What I need is a setting on my computer that will instantly shut it down whenever I click on a book with words like “stories” or “tales” in its title.
I’m SO attracted to short stories, I grew up on some fantastic anthologies of works by great authors, but these past few years have been disappointing whether the collection is that of a single contemporary author or a new arrangement of older material. They’ve been the literary equivalents of dumpsters - mostly garbage with a couple objects of interest and sometimes a gem that someone probably regrets having parted with. This collection has a few objects of interest, but no gems, IMO. Nothing that I can say that would, alone, almost make the price of the collection worth it.

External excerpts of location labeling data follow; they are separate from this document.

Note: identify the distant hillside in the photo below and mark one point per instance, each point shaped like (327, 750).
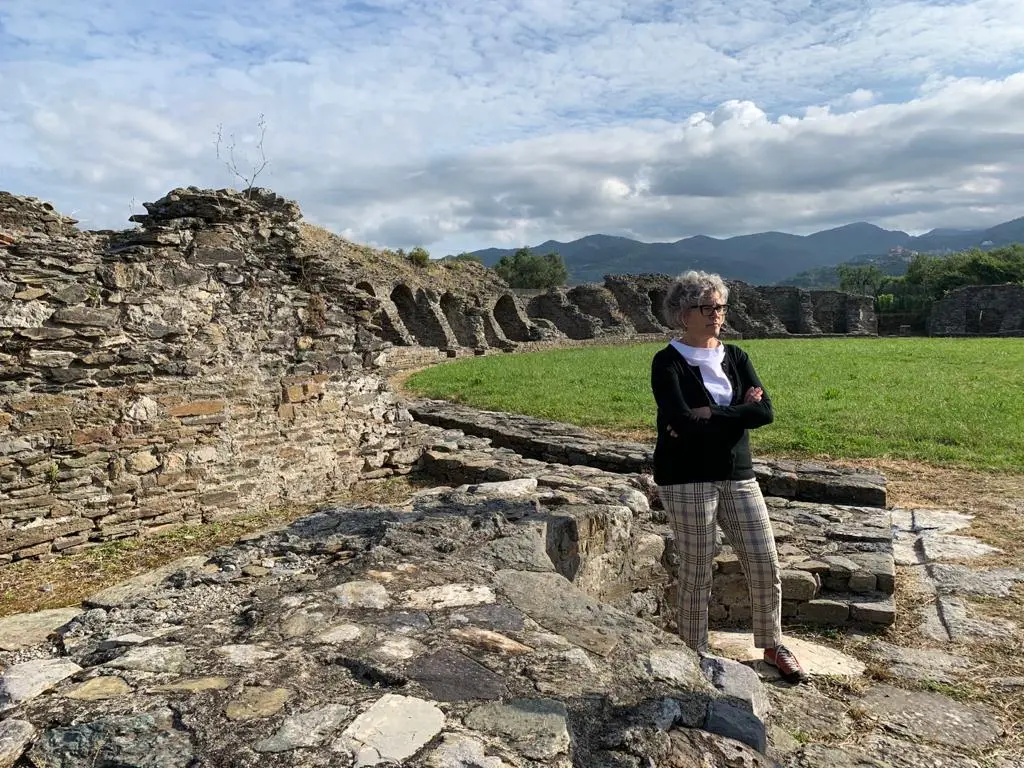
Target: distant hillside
(764, 258)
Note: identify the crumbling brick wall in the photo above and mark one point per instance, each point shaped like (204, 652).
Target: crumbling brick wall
(176, 373)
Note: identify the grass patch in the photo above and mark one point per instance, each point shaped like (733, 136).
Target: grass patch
(944, 401)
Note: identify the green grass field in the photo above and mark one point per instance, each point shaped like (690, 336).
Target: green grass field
(947, 401)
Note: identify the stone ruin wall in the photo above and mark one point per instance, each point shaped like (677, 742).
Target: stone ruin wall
(175, 373)
(211, 361)
(979, 310)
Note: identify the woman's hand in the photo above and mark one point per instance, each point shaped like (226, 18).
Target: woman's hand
(696, 414)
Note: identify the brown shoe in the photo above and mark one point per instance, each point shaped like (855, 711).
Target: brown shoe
(782, 659)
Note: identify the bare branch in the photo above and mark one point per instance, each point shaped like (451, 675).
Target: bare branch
(248, 179)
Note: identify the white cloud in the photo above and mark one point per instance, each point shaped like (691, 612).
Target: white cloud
(466, 123)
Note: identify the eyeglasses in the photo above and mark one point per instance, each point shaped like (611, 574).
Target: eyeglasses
(710, 310)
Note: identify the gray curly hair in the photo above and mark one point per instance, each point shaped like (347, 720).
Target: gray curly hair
(687, 291)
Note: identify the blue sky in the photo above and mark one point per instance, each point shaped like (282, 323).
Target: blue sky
(463, 124)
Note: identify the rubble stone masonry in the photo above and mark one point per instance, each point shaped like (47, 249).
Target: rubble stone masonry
(174, 373)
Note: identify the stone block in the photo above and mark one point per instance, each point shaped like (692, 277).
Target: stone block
(824, 611)
(22, 539)
(799, 585)
(879, 611)
(198, 408)
(862, 581)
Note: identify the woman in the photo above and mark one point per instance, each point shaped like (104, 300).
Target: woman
(708, 397)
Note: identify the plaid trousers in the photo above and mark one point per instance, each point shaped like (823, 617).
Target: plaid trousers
(739, 508)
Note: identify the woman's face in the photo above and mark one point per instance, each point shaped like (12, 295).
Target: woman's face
(706, 320)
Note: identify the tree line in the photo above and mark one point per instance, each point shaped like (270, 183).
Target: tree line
(930, 278)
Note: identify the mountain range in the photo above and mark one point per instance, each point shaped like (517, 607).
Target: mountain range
(765, 258)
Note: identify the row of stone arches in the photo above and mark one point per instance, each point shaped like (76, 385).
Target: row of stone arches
(407, 316)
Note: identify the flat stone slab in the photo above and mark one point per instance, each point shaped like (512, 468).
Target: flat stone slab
(392, 729)
(146, 739)
(569, 444)
(451, 676)
(457, 751)
(126, 592)
(957, 621)
(554, 603)
(674, 666)
(537, 727)
(15, 735)
(448, 596)
(361, 594)
(933, 717)
(816, 659)
(28, 630)
(152, 658)
(960, 580)
(305, 729)
(737, 681)
(27, 680)
(100, 688)
(256, 702)
(939, 520)
(944, 548)
(920, 664)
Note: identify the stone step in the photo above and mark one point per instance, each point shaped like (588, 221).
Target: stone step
(565, 443)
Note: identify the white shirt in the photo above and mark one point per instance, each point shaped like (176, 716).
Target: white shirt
(710, 361)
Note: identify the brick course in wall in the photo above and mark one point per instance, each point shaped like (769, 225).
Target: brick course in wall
(176, 373)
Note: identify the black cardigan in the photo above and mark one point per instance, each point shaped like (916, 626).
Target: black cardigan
(716, 449)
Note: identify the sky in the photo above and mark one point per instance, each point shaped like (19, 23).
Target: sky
(466, 124)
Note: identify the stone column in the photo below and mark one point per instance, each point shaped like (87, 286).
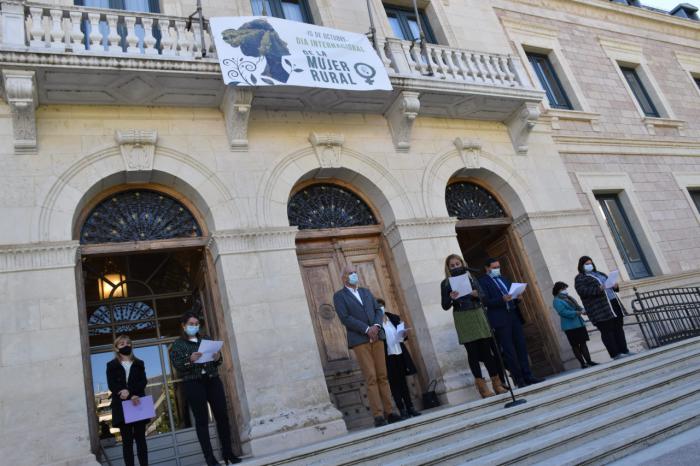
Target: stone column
(45, 417)
(419, 247)
(284, 399)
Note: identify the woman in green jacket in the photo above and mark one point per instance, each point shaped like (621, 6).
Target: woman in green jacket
(202, 385)
(571, 323)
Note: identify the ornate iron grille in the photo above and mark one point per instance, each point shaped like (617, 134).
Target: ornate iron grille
(328, 206)
(138, 215)
(469, 201)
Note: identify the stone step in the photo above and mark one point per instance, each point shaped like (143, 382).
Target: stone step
(634, 437)
(538, 446)
(571, 394)
(479, 437)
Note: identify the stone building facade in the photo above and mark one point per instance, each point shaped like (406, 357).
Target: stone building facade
(131, 114)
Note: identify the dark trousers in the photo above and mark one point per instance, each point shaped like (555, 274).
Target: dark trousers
(396, 372)
(198, 393)
(135, 431)
(482, 351)
(612, 331)
(512, 341)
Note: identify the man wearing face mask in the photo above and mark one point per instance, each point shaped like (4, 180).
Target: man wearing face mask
(507, 321)
(362, 317)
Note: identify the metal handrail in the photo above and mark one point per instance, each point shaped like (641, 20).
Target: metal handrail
(667, 315)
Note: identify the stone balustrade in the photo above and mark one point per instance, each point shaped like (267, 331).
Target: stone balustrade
(99, 31)
(40, 27)
(430, 61)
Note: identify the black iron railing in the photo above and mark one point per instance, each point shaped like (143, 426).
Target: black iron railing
(668, 315)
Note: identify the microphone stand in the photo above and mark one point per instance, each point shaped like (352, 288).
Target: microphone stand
(514, 402)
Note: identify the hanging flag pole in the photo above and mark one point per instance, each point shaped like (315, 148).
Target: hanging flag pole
(372, 29)
(421, 36)
(200, 17)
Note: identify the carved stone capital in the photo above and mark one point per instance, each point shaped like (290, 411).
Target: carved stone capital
(38, 256)
(256, 240)
(328, 148)
(236, 107)
(520, 125)
(138, 150)
(20, 94)
(400, 116)
(469, 151)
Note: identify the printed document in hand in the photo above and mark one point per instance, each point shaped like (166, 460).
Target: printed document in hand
(516, 289)
(144, 410)
(612, 280)
(208, 348)
(461, 284)
(401, 332)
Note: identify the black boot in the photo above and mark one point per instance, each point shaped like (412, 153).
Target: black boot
(412, 411)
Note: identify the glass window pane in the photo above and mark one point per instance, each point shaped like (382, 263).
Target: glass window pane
(170, 328)
(695, 195)
(396, 27)
(624, 237)
(413, 25)
(173, 307)
(639, 92)
(257, 7)
(292, 11)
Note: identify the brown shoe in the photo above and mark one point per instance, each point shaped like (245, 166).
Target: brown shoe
(483, 388)
(498, 385)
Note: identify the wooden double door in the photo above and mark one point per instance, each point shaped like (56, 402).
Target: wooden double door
(322, 259)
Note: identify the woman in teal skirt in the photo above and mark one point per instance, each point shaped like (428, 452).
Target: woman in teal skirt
(473, 329)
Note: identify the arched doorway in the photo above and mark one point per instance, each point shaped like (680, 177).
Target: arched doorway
(485, 229)
(339, 226)
(144, 262)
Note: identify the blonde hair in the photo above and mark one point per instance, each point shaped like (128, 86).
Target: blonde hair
(119, 339)
(447, 263)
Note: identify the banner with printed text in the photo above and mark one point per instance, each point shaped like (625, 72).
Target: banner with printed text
(265, 51)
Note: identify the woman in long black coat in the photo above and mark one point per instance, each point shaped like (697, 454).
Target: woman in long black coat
(126, 378)
(602, 307)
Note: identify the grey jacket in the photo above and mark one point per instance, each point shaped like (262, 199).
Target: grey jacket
(355, 316)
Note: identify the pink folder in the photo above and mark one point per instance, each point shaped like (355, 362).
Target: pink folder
(144, 410)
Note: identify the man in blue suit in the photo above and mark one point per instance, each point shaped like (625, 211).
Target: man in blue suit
(362, 317)
(507, 322)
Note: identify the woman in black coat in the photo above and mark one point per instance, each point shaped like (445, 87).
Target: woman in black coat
(399, 364)
(602, 306)
(126, 378)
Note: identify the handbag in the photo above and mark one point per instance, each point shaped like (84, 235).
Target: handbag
(430, 399)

I counted four pretty good stories in this book, but I can’t be sure since the material kept putting me to sleep. I think part of the problem with some collections, like this one, is the editorial decision to hold the better pieces back in the story line-up. By the time I got to them my interest level had plummeted - I just wanted the book to be finished.
If you love sci-fi short stories and want to give this book a go, what you should do is click through to the last piece, “Entangled”, and then listen to the stories in reverse order. Seriously. I think it would be a more engaging collection that way.
Suit yourself.
2014 was not a good year for Science Fiction
I found most of these stories dull and uninteresting. The only two that I enjoyed are: “Among Us” and “A Map of Mercury”.
Also, the audio quality is poor: Sounds like a bad VoIP phone connection.